# Why there is no FPTAS for multiple knapsack problem for two knapsacks unless P=NP?

The multiple knapsack problem (MKP) is defined in "A PTAS for the Multiple Knapsack Problem" as:

• Instance: A pair $(B, S)$ where $B$ is a set of $m$ knapsacks and $S$ is a set of $n$ items. Each bin $j\in B$ has a capacity $c(j)$, and each item has a size $s(i)$ and a profit $p(i)$.
• Objective: Find a subset $U\subseteq S$ of maximum profit such that $U$ has a feasible packing in $B$.
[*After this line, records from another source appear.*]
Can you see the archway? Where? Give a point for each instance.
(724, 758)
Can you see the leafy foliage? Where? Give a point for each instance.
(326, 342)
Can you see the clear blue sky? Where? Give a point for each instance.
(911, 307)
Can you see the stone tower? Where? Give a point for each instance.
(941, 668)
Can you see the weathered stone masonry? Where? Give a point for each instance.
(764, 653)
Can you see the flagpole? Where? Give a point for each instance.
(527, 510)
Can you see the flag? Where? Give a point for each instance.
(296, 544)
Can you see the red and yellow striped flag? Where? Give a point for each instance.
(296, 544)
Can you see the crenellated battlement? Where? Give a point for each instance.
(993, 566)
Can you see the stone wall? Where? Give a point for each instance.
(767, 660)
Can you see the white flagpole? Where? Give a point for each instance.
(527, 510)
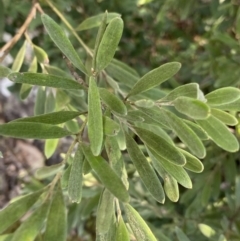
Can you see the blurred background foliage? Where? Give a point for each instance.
(202, 35)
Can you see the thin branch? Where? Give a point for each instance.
(74, 73)
(7, 47)
(60, 15)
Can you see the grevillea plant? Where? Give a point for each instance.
(112, 116)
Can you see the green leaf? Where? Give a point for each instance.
(106, 175)
(28, 130)
(2, 19)
(122, 232)
(110, 127)
(154, 116)
(30, 228)
(101, 31)
(155, 78)
(115, 158)
(193, 108)
(56, 228)
(181, 235)
(193, 164)
(40, 54)
(4, 71)
(45, 80)
(224, 117)
(18, 61)
(61, 40)
(233, 106)
(223, 96)
(161, 146)
(125, 67)
(6, 237)
(15, 210)
(75, 179)
(220, 134)
(121, 74)
(109, 43)
(197, 129)
(39, 107)
(144, 103)
(175, 171)
(53, 70)
(95, 120)
(113, 102)
(50, 102)
(47, 171)
(65, 177)
(95, 21)
(145, 170)
(54, 118)
(237, 192)
(206, 230)
(105, 212)
(189, 90)
(185, 134)
(26, 88)
(140, 229)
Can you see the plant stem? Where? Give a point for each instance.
(60, 15)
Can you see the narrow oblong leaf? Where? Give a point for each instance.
(175, 171)
(50, 102)
(54, 118)
(161, 146)
(40, 54)
(109, 43)
(56, 228)
(193, 108)
(100, 34)
(17, 209)
(18, 61)
(155, 78)
(4, 71)
(122, 232)
(95, 120)
(30, 228)
(197, 129)
(185, 134)
(121, 75)
(48, 171)
(145, 170)
(110, 127)
(105, 212)
(116, 159)
(75, 178)
(95, 21)
(61, 40)
(223, 96)
(6, 237)
(220, 134)
(140, 229)
(45, 80)
(28, 130)
(106, 175)
(181, 235)
(39, 107)
(188, 90)
(26, 88)
(224, 117)
(193, 164)
(170, 183)
(113, 102)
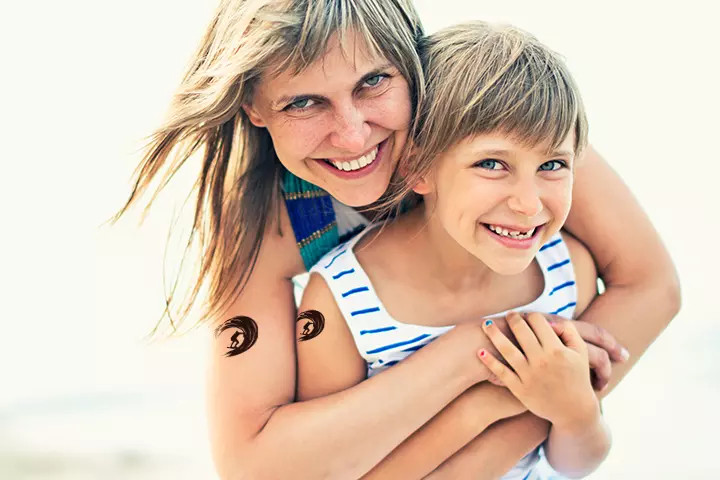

To prove that there is no FPTAS for MKP, the authors reduce partition problem (PP) to MKP with $m=2$ as follows:

Given an instance of PP, $a_{1},\ldots,a_{2n}$. We set $c(1)=c(2)=\frac{1}{2}\sum_{i=1}^{2n}a_i$. We have $2n$ items, one for each number in the PP: the size of item $i$ is $s(i)=a_i$ and the profit is $p(i)=1$. If the PP has a solution, the profit of an optimum solution to the corresponding MKP is $2n$; otherwise it is at most $2n-1$.

However, I do not understand why the created instance of MKP is hard. I mean we have a set of $2n$ items where each item $i$ has size $s(i)=a_i$ and a profit $p(i)=1$. Also, we have $2$ knapsacks with identical capacity $c(1)=c(2)=\frac{1}{2}\sum_{i=1}^{2n}a_i$. We would like to maximize the number of assigned items to the two knapsacks such that the capacity of each knapsack is respected. Why we could not do the following?

1. Sort the items in increasing order of their sizes;
2. Pick an arbitrary knapsack, say $1$;
3. Fill it with items until its capacity is attained; and
4. Repeat 2. and 3. for knapsack $2$.

Sure I am missing something here but I do not know where.